For Buckingham, an epidemiologist and professor of health science at New Mexico State University’s College of Health and Social Services, the intersection became personal as he entered the School of Public Health in the 1970s. His mother had just died of breast cancer, “so I was interested in the care she got—and the lack of care.” His frustration over the hospital’s aggressive attempts to keep her alive instead of alleviating her suffering led him to become involved in palliative treatment.

At the same time, the late Florence S. Wald, R.N. the former dean of the School of Nursing, was trying to establish the first inpatient hospice in the United States. Under Wald’s tutelage, Buckingham helped to write a grant proposal that led to funding for hospice care. In researching his doctoral dissertation, he came to the conclusion that care for the dying was better in a hospice than in a hospital.

The Connecticut Hospice opened in Branford in 1974. Today there are about 8,000 hospices around the world (including more than 4,500 in the United States), according to Stephen Connor, Ph.D., vice president of research and international relations at the National Hospice Foundation. Buckingham had a hand in developing about 90 of them. “Bob is remarkably intelligent and capable,” Connor said. “He certainly is someone well-regarded in the field.”

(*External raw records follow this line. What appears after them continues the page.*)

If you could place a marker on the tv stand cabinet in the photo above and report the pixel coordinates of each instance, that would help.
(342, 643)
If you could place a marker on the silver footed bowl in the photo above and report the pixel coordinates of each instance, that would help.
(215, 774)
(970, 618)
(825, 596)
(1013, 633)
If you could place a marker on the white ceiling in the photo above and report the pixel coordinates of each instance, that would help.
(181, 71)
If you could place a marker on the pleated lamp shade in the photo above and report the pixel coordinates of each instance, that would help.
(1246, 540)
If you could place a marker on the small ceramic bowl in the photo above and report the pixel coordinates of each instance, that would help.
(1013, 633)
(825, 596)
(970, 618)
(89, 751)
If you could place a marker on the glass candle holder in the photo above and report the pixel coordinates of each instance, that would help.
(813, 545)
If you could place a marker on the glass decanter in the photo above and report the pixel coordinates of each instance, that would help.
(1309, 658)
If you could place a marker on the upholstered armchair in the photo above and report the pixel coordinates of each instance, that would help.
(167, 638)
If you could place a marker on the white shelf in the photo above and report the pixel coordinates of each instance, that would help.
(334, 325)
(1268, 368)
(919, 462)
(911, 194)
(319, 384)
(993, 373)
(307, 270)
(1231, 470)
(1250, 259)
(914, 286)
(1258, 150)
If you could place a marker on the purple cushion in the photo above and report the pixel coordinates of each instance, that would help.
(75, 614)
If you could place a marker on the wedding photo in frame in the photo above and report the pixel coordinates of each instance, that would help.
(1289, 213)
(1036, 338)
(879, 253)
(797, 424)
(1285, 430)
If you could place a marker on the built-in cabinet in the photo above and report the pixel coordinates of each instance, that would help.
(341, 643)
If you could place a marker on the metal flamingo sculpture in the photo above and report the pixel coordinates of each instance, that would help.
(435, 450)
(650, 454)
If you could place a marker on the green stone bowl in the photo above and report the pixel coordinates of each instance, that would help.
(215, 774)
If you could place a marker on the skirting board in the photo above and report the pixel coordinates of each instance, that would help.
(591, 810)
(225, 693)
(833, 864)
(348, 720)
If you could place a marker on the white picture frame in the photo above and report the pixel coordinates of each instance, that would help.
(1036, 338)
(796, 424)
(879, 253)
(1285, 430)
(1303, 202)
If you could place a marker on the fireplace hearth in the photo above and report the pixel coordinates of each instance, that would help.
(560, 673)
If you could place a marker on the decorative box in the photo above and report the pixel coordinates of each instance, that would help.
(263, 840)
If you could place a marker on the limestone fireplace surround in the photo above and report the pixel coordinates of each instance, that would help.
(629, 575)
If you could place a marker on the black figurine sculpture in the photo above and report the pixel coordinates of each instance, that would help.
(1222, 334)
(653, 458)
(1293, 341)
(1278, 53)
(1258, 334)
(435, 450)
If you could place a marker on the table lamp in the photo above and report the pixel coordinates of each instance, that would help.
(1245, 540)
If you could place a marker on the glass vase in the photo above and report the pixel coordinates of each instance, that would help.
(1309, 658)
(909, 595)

Buckingham moved on to other areas of public health, notably HIV/AIDS prevention among sex workers. He returned to Thailand as the AIDS epidemic spread and has since studied condom use among prostitutes in that country’s commercial sex industry and started a pediatric hospice for children with AIDS there. He spent the 2000-2001 academic year “developing programs for commercial sex workers as well as treatment programs for workers who were HIV-positive.” Before his research began, only 11 percent of sex workers’ clients had used condoms. His study, published in the journal AIDS Care in 2005, found that the rate had risen to 51 percent. It wasn’t ideal, but in some brothels as many as 89 percent of the workers’ clients use condoms, and overall the HIV rate in Thailand has “decreased significantly,” he said. Buckingham concluded that more focus needs to be put on native Thai patrons, who are less likely to use condoms than Western or other Asian customers.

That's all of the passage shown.